Current and future events can cause a permanent shift in construction material prices, so they’re likely here to stay. You have to assume they sustain their upward trajectory — despite showing occasional signs of slowing down — to make long-term adjustments accordingly. Consider these tips to protect yourself from losses due to fluctuating material prices from here on out.

1.    Modernize Your Processes

Undergoing technological transformation is more important than ever. You need to leverage various innovations to anticipate and prevent any event that can cause you to procure and use materials needlessly.

Contech can help identify design issues early, boost estimation accuracy, predict budget overruns, eliminate miscommunication and reduce the risk of rework. There’s a long list of technologies you must adopt, but you should prioritize CAD, BIM, predictive data analytics, AR and VR.

2.    Explore Alternative Materials

Architects and engineers should think outside the box and explore viable substitutes for commonly used building materials. Being a contrarian can work wonders, reducing your dependence on supplies everybody wants.

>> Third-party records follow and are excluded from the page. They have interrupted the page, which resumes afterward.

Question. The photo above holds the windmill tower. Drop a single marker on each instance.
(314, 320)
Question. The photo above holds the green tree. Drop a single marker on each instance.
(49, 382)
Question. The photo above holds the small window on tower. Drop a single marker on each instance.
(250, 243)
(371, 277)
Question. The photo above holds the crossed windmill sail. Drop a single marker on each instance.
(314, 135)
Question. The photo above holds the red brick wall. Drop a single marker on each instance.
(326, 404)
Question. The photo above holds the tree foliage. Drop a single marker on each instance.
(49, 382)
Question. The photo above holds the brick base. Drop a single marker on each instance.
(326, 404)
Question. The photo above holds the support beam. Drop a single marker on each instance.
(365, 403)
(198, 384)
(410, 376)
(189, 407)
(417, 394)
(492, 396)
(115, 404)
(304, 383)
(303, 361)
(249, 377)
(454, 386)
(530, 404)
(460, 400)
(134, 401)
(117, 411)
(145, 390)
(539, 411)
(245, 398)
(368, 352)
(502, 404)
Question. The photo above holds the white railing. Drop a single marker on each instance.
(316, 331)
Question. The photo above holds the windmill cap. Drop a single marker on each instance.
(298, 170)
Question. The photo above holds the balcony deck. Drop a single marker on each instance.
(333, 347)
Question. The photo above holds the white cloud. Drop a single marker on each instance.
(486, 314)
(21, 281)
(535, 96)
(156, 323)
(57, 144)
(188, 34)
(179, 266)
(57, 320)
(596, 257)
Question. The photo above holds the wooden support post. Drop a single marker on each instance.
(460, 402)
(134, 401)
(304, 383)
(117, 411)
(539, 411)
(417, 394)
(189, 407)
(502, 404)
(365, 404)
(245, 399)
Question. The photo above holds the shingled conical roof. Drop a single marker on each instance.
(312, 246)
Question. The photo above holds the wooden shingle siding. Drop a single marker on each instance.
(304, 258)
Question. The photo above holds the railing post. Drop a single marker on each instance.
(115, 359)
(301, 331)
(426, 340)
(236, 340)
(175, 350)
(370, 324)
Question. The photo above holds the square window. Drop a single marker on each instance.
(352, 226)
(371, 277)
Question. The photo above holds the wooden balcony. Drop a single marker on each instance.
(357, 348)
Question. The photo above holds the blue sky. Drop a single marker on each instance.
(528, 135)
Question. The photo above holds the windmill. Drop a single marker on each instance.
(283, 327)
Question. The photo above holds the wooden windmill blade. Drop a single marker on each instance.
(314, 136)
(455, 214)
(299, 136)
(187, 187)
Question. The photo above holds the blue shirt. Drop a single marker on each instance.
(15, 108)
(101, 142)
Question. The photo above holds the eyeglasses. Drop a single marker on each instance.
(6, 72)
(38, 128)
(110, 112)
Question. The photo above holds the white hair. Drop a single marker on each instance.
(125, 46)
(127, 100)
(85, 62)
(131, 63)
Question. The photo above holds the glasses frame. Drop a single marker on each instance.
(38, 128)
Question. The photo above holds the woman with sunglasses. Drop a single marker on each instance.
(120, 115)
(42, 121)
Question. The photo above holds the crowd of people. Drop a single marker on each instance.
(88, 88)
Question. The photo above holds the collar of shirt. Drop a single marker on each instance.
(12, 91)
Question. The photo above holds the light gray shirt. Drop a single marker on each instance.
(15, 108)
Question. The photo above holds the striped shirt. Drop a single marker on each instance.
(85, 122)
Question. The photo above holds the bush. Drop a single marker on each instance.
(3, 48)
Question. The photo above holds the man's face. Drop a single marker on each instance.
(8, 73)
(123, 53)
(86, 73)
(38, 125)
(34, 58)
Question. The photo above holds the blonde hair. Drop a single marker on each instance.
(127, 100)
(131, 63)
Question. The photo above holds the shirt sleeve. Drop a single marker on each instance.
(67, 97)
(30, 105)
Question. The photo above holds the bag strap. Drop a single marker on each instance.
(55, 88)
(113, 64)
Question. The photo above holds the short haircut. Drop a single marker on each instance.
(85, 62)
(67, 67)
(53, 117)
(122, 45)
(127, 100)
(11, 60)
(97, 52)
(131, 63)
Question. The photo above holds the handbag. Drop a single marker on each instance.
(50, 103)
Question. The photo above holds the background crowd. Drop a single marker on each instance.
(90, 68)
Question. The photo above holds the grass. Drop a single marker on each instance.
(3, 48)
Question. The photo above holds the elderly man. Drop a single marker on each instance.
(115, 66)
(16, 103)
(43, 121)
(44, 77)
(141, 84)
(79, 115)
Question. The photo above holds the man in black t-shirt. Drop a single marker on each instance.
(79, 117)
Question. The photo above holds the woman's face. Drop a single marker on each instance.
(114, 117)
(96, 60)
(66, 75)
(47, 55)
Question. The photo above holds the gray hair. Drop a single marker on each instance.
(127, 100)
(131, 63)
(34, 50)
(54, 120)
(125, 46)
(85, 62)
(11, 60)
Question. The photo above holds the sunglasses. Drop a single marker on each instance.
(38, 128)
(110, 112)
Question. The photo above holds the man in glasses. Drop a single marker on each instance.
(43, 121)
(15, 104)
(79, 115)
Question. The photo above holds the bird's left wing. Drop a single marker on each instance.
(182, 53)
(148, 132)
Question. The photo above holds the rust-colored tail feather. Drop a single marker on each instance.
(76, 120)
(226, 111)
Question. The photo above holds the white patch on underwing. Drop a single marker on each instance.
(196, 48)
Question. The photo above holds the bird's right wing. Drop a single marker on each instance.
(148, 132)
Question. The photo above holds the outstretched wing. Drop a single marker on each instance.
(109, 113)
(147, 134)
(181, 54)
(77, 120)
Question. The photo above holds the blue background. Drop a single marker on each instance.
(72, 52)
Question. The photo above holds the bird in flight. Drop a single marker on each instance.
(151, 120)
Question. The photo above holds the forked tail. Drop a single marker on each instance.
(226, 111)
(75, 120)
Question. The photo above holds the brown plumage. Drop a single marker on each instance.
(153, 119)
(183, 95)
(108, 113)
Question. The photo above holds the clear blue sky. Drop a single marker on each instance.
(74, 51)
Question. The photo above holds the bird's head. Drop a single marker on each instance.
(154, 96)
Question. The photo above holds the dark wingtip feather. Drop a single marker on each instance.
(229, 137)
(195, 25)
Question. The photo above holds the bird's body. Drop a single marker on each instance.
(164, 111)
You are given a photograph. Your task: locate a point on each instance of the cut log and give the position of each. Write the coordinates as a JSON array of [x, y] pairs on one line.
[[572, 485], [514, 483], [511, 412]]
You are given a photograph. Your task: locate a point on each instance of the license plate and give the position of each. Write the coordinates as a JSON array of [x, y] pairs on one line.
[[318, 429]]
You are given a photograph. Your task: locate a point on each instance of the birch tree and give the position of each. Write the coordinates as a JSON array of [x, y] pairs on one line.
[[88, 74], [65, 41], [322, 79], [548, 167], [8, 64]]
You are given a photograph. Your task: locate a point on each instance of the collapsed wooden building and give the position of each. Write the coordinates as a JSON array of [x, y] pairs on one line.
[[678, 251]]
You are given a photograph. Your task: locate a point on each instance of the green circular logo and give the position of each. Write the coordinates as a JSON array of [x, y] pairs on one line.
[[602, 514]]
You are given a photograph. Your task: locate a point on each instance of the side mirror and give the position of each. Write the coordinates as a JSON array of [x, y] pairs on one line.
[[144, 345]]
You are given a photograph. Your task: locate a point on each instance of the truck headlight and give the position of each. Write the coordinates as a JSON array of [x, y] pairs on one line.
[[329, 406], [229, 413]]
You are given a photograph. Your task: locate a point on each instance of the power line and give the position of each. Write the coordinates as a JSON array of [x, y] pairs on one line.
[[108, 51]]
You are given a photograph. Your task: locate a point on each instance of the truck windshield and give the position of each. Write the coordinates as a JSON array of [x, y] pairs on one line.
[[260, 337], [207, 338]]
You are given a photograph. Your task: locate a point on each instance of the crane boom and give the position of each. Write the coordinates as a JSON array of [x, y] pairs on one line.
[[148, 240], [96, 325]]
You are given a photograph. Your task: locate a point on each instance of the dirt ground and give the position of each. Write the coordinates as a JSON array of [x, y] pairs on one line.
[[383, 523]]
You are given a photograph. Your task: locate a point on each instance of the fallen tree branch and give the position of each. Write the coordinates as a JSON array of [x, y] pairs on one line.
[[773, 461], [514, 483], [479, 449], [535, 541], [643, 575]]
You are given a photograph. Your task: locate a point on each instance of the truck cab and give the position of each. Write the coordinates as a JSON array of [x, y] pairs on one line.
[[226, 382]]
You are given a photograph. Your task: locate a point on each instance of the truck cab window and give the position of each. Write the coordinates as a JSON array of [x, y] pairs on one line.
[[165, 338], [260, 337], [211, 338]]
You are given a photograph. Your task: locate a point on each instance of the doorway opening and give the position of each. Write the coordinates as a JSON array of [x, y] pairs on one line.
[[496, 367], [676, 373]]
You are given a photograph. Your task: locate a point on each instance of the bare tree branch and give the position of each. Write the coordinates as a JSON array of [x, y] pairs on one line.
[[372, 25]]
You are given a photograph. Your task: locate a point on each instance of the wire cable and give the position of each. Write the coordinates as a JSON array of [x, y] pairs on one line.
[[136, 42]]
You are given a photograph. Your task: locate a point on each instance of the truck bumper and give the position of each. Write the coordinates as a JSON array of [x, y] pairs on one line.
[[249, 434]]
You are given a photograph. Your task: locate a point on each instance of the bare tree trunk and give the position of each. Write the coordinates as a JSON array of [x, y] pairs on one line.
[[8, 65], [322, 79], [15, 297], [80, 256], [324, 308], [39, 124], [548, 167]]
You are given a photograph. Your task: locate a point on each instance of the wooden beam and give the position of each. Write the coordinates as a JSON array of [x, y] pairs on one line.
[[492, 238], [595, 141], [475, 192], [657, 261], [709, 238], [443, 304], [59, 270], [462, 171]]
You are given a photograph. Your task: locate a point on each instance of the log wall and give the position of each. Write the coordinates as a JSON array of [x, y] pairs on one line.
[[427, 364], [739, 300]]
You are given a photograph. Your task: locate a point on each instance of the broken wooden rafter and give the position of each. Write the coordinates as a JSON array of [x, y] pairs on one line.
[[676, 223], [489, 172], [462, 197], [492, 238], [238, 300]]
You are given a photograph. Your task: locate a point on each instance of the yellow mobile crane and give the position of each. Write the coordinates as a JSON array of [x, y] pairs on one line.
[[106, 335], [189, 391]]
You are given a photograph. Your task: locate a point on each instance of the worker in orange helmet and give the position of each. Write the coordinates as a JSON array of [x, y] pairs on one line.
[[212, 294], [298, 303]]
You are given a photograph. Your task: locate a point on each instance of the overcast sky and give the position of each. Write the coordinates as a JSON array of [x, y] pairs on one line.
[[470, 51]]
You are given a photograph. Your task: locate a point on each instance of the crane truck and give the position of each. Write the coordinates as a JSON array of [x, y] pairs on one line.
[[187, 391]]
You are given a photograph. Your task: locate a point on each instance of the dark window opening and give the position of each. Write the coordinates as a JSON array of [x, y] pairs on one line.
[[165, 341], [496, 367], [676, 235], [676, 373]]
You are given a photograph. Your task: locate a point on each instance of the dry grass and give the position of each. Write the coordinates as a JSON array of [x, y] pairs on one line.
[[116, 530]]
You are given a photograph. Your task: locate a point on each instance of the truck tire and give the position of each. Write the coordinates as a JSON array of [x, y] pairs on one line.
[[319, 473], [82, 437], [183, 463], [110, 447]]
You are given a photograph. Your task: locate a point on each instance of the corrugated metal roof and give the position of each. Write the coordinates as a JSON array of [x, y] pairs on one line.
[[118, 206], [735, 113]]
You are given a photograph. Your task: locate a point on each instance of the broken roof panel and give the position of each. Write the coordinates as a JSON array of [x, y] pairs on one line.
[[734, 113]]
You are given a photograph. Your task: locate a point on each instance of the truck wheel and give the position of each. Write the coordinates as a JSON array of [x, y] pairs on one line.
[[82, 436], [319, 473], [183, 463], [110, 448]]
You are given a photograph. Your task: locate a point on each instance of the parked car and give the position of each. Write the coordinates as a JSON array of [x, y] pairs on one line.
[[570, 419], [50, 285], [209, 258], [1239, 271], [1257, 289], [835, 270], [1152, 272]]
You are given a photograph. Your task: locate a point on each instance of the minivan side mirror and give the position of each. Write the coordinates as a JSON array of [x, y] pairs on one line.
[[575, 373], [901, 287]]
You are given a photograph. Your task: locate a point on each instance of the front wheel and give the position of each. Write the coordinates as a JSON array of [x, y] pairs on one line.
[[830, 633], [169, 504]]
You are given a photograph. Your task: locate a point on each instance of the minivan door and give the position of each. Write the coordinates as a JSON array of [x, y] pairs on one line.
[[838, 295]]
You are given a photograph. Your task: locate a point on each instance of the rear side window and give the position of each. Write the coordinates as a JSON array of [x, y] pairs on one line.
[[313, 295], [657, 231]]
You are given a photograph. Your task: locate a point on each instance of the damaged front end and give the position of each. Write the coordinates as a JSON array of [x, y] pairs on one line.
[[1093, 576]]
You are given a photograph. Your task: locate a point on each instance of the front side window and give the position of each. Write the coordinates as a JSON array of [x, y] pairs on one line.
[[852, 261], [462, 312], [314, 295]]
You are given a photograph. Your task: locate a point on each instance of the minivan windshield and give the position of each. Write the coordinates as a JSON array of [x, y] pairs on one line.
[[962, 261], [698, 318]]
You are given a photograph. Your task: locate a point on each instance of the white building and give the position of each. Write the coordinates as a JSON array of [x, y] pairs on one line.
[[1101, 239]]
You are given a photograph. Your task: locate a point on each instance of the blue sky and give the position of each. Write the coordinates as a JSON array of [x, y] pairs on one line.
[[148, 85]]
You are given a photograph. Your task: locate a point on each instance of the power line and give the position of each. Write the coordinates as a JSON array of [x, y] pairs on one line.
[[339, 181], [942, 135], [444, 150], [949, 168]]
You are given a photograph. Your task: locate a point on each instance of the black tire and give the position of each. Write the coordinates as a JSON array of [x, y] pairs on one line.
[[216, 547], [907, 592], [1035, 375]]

Think about more sustainable alternatives to traditional materials. Start with reclaimed wood, recycled steel and repurposed concrete. Look back to the past to rediscover the forgotten, tried-and-true options contemporary construction methods ignore. Adobe, bamboo, cob and straw bale are incredibly renewable examples.

Many emerging products — such as AshCrete, hempcrete and ferrock — aim to replace cement. Swapping concrete for recycled plastic can save money and allow you to build sustainable homes.

Moreover, go modular. Prefabricated building component manufacturers refrain from using materials like lumber — whose prices can explode by more than 200% in one year — and fabricate reusable products, such as vinyl panels, metal structural frames and gypsum boards.

The beauty of modules is efficiency because they’re fast to produce and conserve material. A word of caution — avoid treating modular construction as an afterthought. Incorporating it in the design phase helps eliminate last-minute changes and prevents cost overruns.

3.    Localize Your Supply Chain

Much of the material price volatility stems from importation. Although many overseas suppliers can offer cheap, high-quality products, they’re prone to disruption due to trade wars, political tensions and changes in international trade policies.

Climate change also negatively impacts shipping routes. For example, extended droughts have affected the Panama Canal’s operations and delayed freight arrivals to the East Coast.

Rethink your supply chain and strive to source locally. It’s more of a requirement than an option when bidding on publicly funded projects, which require you to procure domestic construction materials.

The price of local products is generally steeper than that of foreign ones. Still, the case may be different when sourcing alternative materials, so look for American suppliers who can meet your needs.

Reform Your Procurement Philosophy

Reducing your exposure to volatile imported material prices is easier said than done. Unfortunately, decoupling from them is vital to keeping your operations afloat and profitable. There’s no magic solution to rising construction costs, but following these tips is a step in the right direction.